Quand tu donnes des exemples avant ta vraie question, l'IA fait ce que les chercheurs appellent du « in-context learning » — apprentissage en contexte. Elle détecte le pattern dans tes exemples (la structure, le ton, la longueur, les types de réponses) et l'applique automatiquement à ta vraie demande.

Le mécanisme est puissant parce qu'il bypasse la traduction d'instructions textuelles en comportement. Tu ne demandes pas à l'IA de comprendre « sois concis avec un ton direct et structuré » — tu lui montres trois réponses concises, directes et structurées, et elle reproduit ce pattern. Le résultat est plus fiable.

— 2 / 6Zero-shot, one-shot, few-shot.

Le vocabulaire technique distingue trois niveaux selon le nombre d'exemples que tu donnes. Connaître ces trois niveaux te permet de choisir le bon en fonction de la complexité de ta demande.

Zero-shot
— 0 EXEMPLE
Tu poses la question sans aucun exemple. C'est ce que tu fais 95 % du temps. Suffisant pour la majorité des cas, mais imprécis quand le format compte.
One-shot
— 1 EXEMPLE
Tu donnes un seul exemple avant ta vraie demande. Souvent suffisant pour fixer le format. Compromis idéal entre simplicité et précision.
Few-shot
— 2 À 5 EXEMPLES
Le sweet spot. 2 à 5 exemples couvrent les variations possibles et l'IA infère un pattern fiable. Au-delà de 5, on entre dans la dilution.

La règle pratique : commence en zero-shot. Si le format n'est pas bon, ajoute un exemple. Si l'IA ne saisit toujours pas, passe à 2-3 exemples. Tu n'as quasiment jamais besoin de plus.

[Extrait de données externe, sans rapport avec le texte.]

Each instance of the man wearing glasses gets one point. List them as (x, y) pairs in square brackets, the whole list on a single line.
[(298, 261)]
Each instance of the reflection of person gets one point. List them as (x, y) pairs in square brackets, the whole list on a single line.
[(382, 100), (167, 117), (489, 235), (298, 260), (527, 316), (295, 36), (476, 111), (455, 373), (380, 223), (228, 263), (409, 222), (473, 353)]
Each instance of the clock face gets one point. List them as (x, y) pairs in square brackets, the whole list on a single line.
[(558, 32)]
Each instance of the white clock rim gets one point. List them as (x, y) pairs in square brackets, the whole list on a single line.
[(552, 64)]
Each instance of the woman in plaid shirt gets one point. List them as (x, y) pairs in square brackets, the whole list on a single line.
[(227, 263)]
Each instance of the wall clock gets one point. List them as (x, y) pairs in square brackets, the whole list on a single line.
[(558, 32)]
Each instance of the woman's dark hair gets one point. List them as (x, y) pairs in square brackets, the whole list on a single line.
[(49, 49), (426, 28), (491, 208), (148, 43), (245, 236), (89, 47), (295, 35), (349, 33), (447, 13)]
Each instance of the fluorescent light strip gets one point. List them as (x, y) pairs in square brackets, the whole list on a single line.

— 3 / 6Le template du Few-Shot Prompt.

La structure d'un Few-Shot prompt est toujours la même : tu poses le contexte minimal, tu donnes 2-3 paires « input → output », puis tu donnes ton vrai input. L'IA complète automatiquement avec le bon output.

— Contexte Voici comment je classifie les retours clients en 3 catégories : [bug / suggestion / éloge]. — Exemple 1 Input : « L'application plante quand je veux exporter en PDF. » Output : Bug — Exemple 2 Input : « Ce serait top si on pouvait partager directement sur Slack. » Output : Suggestion — Exemple 3 Input : « Merci, c'est exactement ce que je cherchais ! » Output : Éloge — À classifier maintenant Input : [colle le retour client à classifier] Output :

Note la dernière ligne : tu termines par « Output : » sans rien après. C'est le signal qui invite l'IA à compléter. Elle va naturellement écrire la classification, sans rien d'autre, parce que c'est le pattern qu'elle a vu dans les exemples.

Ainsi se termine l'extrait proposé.